The Lab, led by Penn IUR Co-Director Eugenie Birch and Penn IUR Faculty Fellow Erick Guerra, both faculty of the Weitzman School, aims to generate research and knowledge about informality in all of its many forms. The Lab considers multiple interpretations of informality: a form of marginalization from formal society, a semi-integration into formal society, or a rational form of survival within state-sanctioned institutional arrangements. As such, the Lab looks at the systematic forces that drive informality, and how these forces manifest themselves in various sectors, including housing, employment, transport, energy, and service delivery.
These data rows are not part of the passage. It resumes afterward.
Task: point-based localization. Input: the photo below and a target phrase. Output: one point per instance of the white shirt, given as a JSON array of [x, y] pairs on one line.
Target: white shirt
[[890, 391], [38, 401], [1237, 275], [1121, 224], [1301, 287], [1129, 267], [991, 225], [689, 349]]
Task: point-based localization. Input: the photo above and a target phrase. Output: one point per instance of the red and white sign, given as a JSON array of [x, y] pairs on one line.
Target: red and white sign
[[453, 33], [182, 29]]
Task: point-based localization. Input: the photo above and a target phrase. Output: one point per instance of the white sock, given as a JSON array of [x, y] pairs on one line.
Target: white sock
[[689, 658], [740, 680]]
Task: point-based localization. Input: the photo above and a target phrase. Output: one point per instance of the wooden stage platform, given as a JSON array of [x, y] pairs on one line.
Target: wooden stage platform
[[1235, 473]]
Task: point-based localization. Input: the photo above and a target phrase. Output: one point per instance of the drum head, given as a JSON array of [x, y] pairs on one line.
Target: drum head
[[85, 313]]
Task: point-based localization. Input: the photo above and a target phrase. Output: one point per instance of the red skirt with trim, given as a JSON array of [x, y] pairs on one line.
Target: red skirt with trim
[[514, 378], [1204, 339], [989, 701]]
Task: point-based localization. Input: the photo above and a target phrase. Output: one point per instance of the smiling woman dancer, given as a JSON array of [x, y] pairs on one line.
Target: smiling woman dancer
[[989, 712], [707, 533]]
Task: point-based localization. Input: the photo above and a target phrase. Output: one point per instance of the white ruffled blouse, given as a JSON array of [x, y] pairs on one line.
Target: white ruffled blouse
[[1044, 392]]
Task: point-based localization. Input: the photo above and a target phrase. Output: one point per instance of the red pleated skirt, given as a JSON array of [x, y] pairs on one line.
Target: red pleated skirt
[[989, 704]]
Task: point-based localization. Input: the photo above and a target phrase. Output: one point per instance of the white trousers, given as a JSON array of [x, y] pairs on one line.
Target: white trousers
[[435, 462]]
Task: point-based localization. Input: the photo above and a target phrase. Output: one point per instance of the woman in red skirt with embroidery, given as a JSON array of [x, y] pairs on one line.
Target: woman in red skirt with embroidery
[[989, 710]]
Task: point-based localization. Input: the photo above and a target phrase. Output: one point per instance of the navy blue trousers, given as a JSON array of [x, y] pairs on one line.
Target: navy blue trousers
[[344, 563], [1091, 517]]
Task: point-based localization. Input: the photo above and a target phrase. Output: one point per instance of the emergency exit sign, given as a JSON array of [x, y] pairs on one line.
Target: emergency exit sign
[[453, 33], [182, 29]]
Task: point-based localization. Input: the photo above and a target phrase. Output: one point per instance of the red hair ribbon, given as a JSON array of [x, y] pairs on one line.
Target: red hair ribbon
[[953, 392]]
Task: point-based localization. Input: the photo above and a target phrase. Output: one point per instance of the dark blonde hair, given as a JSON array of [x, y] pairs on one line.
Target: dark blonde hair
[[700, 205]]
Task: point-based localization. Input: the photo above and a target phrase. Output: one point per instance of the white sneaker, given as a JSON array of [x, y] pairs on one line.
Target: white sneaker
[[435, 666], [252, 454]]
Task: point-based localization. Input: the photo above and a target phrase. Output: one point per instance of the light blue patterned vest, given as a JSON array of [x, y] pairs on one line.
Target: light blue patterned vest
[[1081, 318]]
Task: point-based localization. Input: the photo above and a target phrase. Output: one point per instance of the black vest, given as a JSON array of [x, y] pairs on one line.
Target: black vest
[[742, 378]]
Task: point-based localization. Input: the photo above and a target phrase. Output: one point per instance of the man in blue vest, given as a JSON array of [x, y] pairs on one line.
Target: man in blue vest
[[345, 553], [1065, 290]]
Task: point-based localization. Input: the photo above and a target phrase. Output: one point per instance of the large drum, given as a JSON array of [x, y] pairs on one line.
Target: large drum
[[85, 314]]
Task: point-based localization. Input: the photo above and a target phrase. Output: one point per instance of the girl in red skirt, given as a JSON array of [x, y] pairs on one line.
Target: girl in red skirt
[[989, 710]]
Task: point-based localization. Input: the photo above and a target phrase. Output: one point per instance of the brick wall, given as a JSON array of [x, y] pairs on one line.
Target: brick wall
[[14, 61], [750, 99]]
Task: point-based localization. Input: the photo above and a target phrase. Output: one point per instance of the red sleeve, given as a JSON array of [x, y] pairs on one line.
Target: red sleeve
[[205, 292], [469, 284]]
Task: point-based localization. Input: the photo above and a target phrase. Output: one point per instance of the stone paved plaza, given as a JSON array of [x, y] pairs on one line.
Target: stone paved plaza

Birch and Guerra have already been working to drive research and projects in this area. Projects already underway or completed include:  several publications including Slums, How Informal Real Estate Markets Work (University of Pennsylvania Press, 2016) and Beyond Mobility: Planning Cities for People and Projects (Island Press, 2017); convenings such as “Why Cities? Informality as a Way of Life: Challenges to Sustainable Urban Development,” an April 2019 roundtable aimed to align current research and initiatives on informality; support of doctoral research; and an April 2019 photo contest on the theme of urban informality.

The new Lab on Urban Informality and Sustainable Urban Development will formally integrate, consolidate and promote the University’s recent and future data collection and research to develop new knowledge in this area.